The graphics in Crisis Core are stunning. It's the best I've seen so far on the PSP. Some CG sequences actually look as if they have been snatched straight off the PS3. The only place where the game feels slightly repetitive is in the Missions. You run around in these empty dungeons or corridors covered in mostly gray tones. Not that impressive, but then again, the missions are just for passing time.

And when it comes to time, Crisis Core is rather short. I completed it in 22 hours, and then I guess at least 5 hours were missions. I would have loved to have stayed in Midgar for much longer. The music in Crisis Core is a mix of old and new. The classic tunes from FF VII have gotten a make-over and are the scores that you will remember the most. The original tunes are not that heartfelt and I found it hard to create new memories around them.

I was shocked when I stumbled upon the end of the game. I was not at all prepared and it came as such a surprise to me. If there is anyone out there, who has decided not to play this game, I can tell you that the ending alone is reason enough to pick it up. I have never felt such heartache over an ending, even though I always feel sad when a good game ends. I was depressed for days. Crisis Core is not just a game. These characters come to life, right in front of you.

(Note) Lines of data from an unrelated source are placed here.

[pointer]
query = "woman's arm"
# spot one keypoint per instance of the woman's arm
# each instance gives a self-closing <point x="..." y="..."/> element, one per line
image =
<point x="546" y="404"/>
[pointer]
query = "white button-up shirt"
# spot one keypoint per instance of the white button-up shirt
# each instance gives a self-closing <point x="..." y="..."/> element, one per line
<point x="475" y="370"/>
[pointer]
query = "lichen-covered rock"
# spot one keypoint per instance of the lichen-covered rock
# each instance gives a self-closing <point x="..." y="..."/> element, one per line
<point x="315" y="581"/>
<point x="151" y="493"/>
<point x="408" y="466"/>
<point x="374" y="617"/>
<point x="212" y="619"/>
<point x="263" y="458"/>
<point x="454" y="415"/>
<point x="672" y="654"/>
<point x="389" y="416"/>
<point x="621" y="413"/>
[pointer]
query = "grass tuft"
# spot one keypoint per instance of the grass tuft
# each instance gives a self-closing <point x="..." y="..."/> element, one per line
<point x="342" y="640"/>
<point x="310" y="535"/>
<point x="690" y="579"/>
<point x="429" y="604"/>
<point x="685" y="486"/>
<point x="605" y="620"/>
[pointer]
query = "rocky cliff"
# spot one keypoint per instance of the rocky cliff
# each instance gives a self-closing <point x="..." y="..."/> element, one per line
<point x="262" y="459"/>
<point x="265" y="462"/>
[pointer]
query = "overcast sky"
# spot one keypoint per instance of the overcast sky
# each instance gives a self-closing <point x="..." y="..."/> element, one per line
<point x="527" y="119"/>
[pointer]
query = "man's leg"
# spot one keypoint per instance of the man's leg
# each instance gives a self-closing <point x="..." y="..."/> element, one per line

They laugh, they cry, they fight, the lose hope and trust, and find a new path, a new goal. The voice acting is beyond brilliant and is perfectly fitted to characters talking. For any gamer to say no to this game, would be a crime.

Crisis Core has given me a better understanding of what happened in FF VII and Zack has come to be a very big part of that world - almost bigger than Sephiroth and Cloud combined. With his charm, his charisma, his laughter, his bravery, his spirit, his beliefs, his goals, and his love, Zack and his story has completely shaken me to the core.